ЕВА. У меня нет чувства юмора, и я не очаровательная. Как ты посмел приписать мне такое? Джеймс, убей его.

ДЖЕЙМС. Так вы уже и подружились. Я знал, что вы приглянетесь друг дружке. Видишь, какая она красивая, Зах? Ты думал, я преувеличиваю, так?

ЗАХ. Теперь я вижу, что ошибался.

ДЖЕЙМС. Зах рассказывал тебе истории о моем ужасном поведении в Йеле?

ЕВА. Он вообще о тебе не говорил.

ДЖЕЙМС. Ох. Это огорчительно.

ЕВА. Я думаю, он просто забыл о твоем существовании.

ДЖЕЙМС. Как я и ожидал. Вы двое только что встретились, но уже плетете какой-то заговор против меня.

РАМПЛИ (наблюдая за ними с правой части балкона). Когда собираются трое, всегда льется кровь.

ДЖЕЙМС. Я намерен украсть ее у тебя, Зах, чтобы она сказала детям «спокойной ночи». Дети тебя видели?

ЕВА. Разумеется, дети меня видели. Я их родила. Во всяком случае, думаю, что родила. Это такое грязное дело, доложу я вам. Мой вам сосет, мистер Пендрагон, никогда ничего не рожайте.

ДЖЕЙМС. Я так рад, что теперь ты будешь жить в Нью-Йорке, Зах. Мы с Евой сможем видеться с тобой каждый день. Почему, скажи на милость, ты так долго не приезжал?

ЗАХ. Я заблудился.

ДЖЕЙМС. Ты заблудился до того, как уехал. Будь с ним настороже, Ева. Он провел четыре года в Европе.

ЕВА. Не верю я, что Европа развратила мистера Пендрагона. Куда более вероятно, что мистер Пендрагон развратил Европу.

ДЖЕЙМС. Зах, ты должен зайти и познакомиться с нашими маленькими девочками. Они невероятно красивые. Маргарет три годика, Элейн – один, и они обе отчаянно влюбятся в тебя, я знаю.
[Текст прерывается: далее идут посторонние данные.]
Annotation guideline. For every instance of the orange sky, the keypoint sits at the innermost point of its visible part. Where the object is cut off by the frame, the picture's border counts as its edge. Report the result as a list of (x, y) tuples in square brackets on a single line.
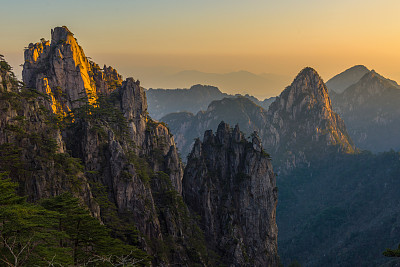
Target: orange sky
[(259, 36)]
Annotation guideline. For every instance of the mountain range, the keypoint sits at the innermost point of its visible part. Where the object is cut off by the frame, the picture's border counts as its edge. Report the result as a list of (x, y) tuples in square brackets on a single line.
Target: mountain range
[(262, 85), (75, 134), (198, 97), (369, 107), (326, 184), (78, 136)]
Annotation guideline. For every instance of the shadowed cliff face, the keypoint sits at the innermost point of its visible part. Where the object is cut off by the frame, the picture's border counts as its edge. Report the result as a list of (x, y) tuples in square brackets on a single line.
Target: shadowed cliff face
[(371, 111), (72, 133), (229, 182), (298, 126), (302, 125), (61, 70), (130, 162)]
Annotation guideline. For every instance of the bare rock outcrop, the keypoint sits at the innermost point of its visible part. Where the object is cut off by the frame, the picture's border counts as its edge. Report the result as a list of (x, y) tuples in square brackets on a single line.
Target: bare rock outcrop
[(229, 182)]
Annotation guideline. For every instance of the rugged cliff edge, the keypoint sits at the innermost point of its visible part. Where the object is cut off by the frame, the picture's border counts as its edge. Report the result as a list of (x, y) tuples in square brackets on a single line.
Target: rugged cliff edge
[(77, 128), (371, 112), (301, 122), (229, 182), (298, 126)]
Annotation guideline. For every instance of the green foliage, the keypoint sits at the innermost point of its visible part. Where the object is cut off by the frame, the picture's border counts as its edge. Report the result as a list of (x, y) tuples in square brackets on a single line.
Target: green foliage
[(59, 231), (84, 235), (98, 114)]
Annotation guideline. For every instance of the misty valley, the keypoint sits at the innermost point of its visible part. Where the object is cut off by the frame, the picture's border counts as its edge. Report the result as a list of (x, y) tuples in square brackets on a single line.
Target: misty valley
[(96, 170)]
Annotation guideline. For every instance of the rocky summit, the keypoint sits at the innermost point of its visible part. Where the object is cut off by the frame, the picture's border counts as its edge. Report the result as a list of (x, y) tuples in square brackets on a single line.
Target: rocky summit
[(60, 69), (301, 122), (229, 182), (75, 128), (371, 112)]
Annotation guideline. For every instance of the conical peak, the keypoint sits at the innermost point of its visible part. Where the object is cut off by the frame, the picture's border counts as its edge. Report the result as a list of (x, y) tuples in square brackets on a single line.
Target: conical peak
[(309, 74), (307, 83), (60, 34)]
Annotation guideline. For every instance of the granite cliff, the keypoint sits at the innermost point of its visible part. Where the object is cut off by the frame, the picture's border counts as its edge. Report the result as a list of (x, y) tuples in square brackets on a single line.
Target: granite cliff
[(229, 182), (297, 124), (371, 112), (74, 127), (301, 122)]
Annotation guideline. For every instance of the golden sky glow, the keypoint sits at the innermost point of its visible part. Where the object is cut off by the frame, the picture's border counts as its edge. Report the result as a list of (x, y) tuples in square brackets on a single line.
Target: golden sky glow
[(260, 36)]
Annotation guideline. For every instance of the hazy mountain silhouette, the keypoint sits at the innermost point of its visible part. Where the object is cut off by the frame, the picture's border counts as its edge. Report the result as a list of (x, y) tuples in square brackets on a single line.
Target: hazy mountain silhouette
[(243, 82), (198, 97), (371, 111), (348, 77)]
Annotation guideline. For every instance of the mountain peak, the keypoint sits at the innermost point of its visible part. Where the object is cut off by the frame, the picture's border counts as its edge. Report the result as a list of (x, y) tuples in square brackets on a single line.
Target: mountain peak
[(60, 34), (306, 92), (345, 79), (302, 121), (63, 72)]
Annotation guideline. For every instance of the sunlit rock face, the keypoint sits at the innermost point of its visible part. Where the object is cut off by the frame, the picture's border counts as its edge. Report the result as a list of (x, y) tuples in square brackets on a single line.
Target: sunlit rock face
[(302, 124), (61, 70), (371, 111), (229, 182)]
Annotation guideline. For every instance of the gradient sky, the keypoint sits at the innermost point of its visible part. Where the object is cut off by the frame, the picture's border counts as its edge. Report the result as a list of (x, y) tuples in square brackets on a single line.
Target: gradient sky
[(260, 36)]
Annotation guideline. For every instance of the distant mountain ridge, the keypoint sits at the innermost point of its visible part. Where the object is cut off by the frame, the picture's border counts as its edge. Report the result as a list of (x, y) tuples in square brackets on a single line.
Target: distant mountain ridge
[(244, 82), (371, 111), (298, 121), (340, 82), (198, 97)]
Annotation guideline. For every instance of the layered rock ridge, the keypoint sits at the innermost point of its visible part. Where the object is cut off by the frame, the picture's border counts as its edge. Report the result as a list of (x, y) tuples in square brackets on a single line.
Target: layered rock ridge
[(229, 182), (61, 70), (129, 162), (301, 122), (371, 112)]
Все девочки рано или поздно влюбляются в Заха. Это самое важное, чему я научился в Йеле, за исключением умения пить.

ЕВА. Нет, конечно же, не каждая.

ДЖЕЙМС. Да, он – мужчина, благословенный Богом. Или проклятый, в зависимости от того, как посмотреть. Они все находят его неотразимым.

ЕВА. С их стороны это слишком глупо.

ДЖЕЙМС. Ты хочешь сказать, что не находишь Заха неотразимым?
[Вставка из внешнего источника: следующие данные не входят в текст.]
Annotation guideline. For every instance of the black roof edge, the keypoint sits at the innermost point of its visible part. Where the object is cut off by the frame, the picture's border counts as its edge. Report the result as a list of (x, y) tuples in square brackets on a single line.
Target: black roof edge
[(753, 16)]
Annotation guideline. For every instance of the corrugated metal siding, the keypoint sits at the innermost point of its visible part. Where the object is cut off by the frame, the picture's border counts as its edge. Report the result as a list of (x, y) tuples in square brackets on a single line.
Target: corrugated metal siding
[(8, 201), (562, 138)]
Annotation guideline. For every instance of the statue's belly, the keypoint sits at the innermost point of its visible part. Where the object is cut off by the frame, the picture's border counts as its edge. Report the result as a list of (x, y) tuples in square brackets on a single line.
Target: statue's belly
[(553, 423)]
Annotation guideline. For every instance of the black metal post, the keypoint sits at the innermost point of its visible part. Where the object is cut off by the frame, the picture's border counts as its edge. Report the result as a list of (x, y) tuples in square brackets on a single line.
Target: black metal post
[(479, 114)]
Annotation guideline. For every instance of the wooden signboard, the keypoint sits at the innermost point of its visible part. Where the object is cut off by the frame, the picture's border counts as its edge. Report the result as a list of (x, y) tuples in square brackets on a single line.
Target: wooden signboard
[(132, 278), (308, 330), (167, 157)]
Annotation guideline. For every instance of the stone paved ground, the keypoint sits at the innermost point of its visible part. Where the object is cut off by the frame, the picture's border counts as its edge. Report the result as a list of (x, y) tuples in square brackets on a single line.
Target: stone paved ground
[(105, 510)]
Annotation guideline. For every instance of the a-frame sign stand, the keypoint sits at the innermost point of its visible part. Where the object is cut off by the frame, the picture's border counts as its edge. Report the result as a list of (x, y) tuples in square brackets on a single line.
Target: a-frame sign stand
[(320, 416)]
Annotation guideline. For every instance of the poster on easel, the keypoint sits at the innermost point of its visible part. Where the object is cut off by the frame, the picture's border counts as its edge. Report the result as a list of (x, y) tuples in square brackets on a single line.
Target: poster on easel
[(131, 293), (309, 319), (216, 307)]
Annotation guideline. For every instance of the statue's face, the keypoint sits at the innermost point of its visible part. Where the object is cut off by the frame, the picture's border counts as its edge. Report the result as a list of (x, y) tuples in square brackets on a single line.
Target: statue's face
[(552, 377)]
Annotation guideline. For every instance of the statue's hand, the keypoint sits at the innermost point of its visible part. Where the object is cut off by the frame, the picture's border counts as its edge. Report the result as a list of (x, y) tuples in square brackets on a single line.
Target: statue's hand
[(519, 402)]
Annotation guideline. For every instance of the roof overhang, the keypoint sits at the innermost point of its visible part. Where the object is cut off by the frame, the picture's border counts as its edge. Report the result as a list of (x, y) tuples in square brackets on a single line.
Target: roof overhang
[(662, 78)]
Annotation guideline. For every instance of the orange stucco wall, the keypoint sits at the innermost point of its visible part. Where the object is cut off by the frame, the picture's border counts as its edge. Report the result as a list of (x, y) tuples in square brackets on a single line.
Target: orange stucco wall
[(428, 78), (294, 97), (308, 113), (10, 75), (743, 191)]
ЕВА. Совершенно верно, дорогой. Я нахожу тебя неотразимым. А Заха я нахожу опасным. Мне нужен мужчина, который добр ко мне.
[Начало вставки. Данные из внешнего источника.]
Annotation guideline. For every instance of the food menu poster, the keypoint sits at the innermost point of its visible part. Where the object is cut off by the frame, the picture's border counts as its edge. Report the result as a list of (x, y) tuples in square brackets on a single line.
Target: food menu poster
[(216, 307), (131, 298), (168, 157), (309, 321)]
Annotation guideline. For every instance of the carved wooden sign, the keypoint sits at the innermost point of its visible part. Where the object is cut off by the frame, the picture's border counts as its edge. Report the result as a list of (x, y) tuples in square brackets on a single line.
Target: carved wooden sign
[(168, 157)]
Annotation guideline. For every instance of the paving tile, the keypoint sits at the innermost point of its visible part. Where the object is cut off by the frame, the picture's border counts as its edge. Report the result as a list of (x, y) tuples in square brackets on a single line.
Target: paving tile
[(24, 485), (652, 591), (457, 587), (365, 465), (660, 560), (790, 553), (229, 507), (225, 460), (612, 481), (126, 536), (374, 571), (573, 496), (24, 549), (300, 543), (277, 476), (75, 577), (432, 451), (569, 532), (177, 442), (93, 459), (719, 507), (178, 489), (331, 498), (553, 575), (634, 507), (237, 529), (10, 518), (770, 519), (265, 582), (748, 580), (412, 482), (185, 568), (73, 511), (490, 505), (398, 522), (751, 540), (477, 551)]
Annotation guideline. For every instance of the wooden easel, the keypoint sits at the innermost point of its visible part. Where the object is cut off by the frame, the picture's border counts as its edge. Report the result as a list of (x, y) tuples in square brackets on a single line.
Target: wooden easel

(Она берет ДЖЕЙМСА под руку и улыбается ЗАХУ).

ДЖЕЙМС. Она так прекрасна, когда лжет.

(ЕВА демонстративно целует ДЖЕЙМСА. ЗАХ отворачивается).

МАРГАРЕТ (наблюдая, как ЕВА и ДЖЕЙМС поднимаются по правой лестнице в свою спальню). Зернышко предательства уже было посеяно, и отец каким-то образом это знал, от тихого голоса, который предпочитают не слушать, хотя он выложил всю правду о том предательстве и ужасе, которое принес нам, мне и Элейн, Зах Пендрагон, источник нашего последующего отчаяния, готический злодей моей мрачной истории. Отец, конечно, был прав. Элейн и я были потрясающе красивыми. Она даже в большей степени, но что хорошего это нам принесло? А виноват во всем Зах Пендрагон, демон, поднявшийся из ада, пусть его душа извивается в муках и горит, расплачиваясь за беды, которые он принес своим бесчисленным жертвам, обнаженная и кричащая, в темном месте, забытом Богом.